HashiCorp’s stated rationale is straightforward: cloud providers and other vendors were taking their open-source code, wrapping it in a managed service, and capturing revenue that HashiCorp felt should be theirs. It’s the same argument Redis Labs made, the same argument MongoDB made, the same argument CockroachDB made. The pattern is familiar enough to have its own name: the “open-source bait and switch.”

Except I don’t think it’s that simple.

The Strategy Argument #

If I put on my CTO hat — which I’ve been wearing a lot lately, job hunting in this market — HashiCorp’s move makes business sense. They’re a public company. Revenue growth matters. And watching competitors monetize your code while you bear the cost of development? That’s a real problem.

BSL is arguably the most developer-friendly of the non-open-source alternatives. It preserves source availability. It has an automatic conversion clause. It explicitly allows non-competing use. Compared to a full proprietary pivot, this is measured.

And let’s be honest: most Terraform users won’t notice any difference. If you’re using Terraform to manage your company’s infrastructure, nothing changes. The BSL restriction only applies to people building competing commercial products.

The Community Argument #

Here’s where it gets uncomfortable. Open source isn’t just a license. It’s a social contract.

When HashiCorp adopted MPL, they attracted contributors, community modules, blog posts, conference talks, training materials — an entire ecosystem built on the assumption that Terraform was and would remain open source. People invested time and careers in that ecosystem partly because the license guaranteed their investment was safe.

BSL breaks that guarantee. And the reaction has been fierce. The OpenTF manifesto — calling for HashiCorp to return to a truly open-source license — is already gathering momentum. Last I checked, over a hundred companies had signed it. That’s not nothing.

The deeper problem is precedent. Every successful open-source project now has to answer the question: “Will they pull a HashiCorp?” And every potential contributor has to wonder whether their patches and modules will eventually end up behind a license they didn’t agree to.

Where I Land (For Now) #

I genuinely see both sides. I’ve run startups; I know what it feels like to watch someone else monetize your work. I’ve also built on open-source tools with the assumption that the license meant something.

If I had to bet, I’d say this accelerates a pattern we’ve been watching for years. More companies will launch with permissive licenses to build community, then tighten the license once they have market share. The era of “venture-funded open source” may be ending — not because it failed, but because it succeeded too well. The communities built real value, and now the companies want to capture it.

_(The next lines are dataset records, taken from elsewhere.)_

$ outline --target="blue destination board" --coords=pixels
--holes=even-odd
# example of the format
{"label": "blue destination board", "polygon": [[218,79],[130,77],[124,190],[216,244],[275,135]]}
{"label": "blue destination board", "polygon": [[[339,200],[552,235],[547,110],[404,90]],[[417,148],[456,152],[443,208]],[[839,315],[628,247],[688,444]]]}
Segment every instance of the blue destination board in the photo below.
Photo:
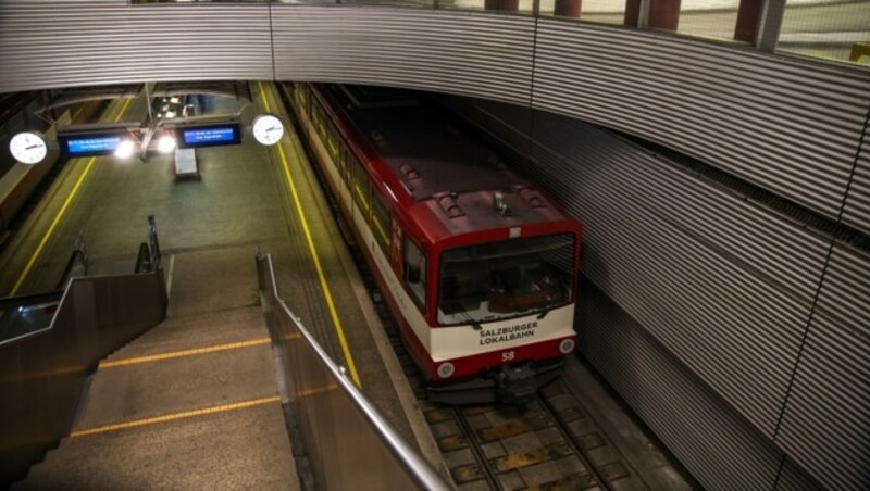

What bothers me most isn’t the business decision. It’s the timing. HashiCorp could have started with BSL. They chose not to. They chose to benefit from community contributions under MPL for years and then changed the terms. That feels different from a startup choosing BSL on day one.

The OpenTF manifesto asks HashiCorp to reconsider. I doubt they will. But the conversation it’s forcing — about what “open source” means, who benefits, and what obligations come with community-built software — that conversation is overdue.

I’m watching this one closely. Something tells me the fallout has barely started.